"Modern programming languages reflect a consensus on the the most important programming concepts, including lexically scoped variables, closures, objects, pattern matching, and type parametricity. Why, then, yet another programming language?"

I don't want to be too nitpicky but ... the sentence has two "the", aka "the the most important". It is a really irrelevant error, but on the other hand, has nobody ever read the documentation through slowly, before publishing? Because then this means lack of care and interest. Again, people make typos, that's ok, but if you try to promote a new language, you should at the least have read your own (!!!) writing once. And I am quite certain that the author has not bothered to check his own primary writing here, not even once. So why would he then expect others to want to use a new programming language? Sure, that typo means nothing at all about the programming language itself, but as I got older I also realised that many great language designers are horrible at writing documentation. I'd much rather use languages that are very well documented. Naturally this is a tiny issue here, but if you don't even care about typos in the primary introduction, it makes one wonder about the long term focus of the language as such.

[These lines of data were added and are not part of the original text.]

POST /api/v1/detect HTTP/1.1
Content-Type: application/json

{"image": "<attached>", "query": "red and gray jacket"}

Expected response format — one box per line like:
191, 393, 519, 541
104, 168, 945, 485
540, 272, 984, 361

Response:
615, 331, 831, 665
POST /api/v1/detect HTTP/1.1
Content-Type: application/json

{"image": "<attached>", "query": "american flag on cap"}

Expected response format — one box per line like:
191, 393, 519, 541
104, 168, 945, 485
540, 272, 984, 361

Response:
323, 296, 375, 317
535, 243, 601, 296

Thanks for the report. I just made a PR to fix it.

I was not involved in writing this, but in my experience it's better to edit the text in Google Docs or something similar that catches all these easy typos. But it's harder to collaborate and make it git friendly, so I guess they just used a standard editor that has less support for this kind of errors.

Haven't tried it, but isn't collaborative editing what the zec.dev people are working on?

Extremely poor reasoning to assume that an author, upon reading his own primary writing once, is guaranteed to catch a typo of this nature.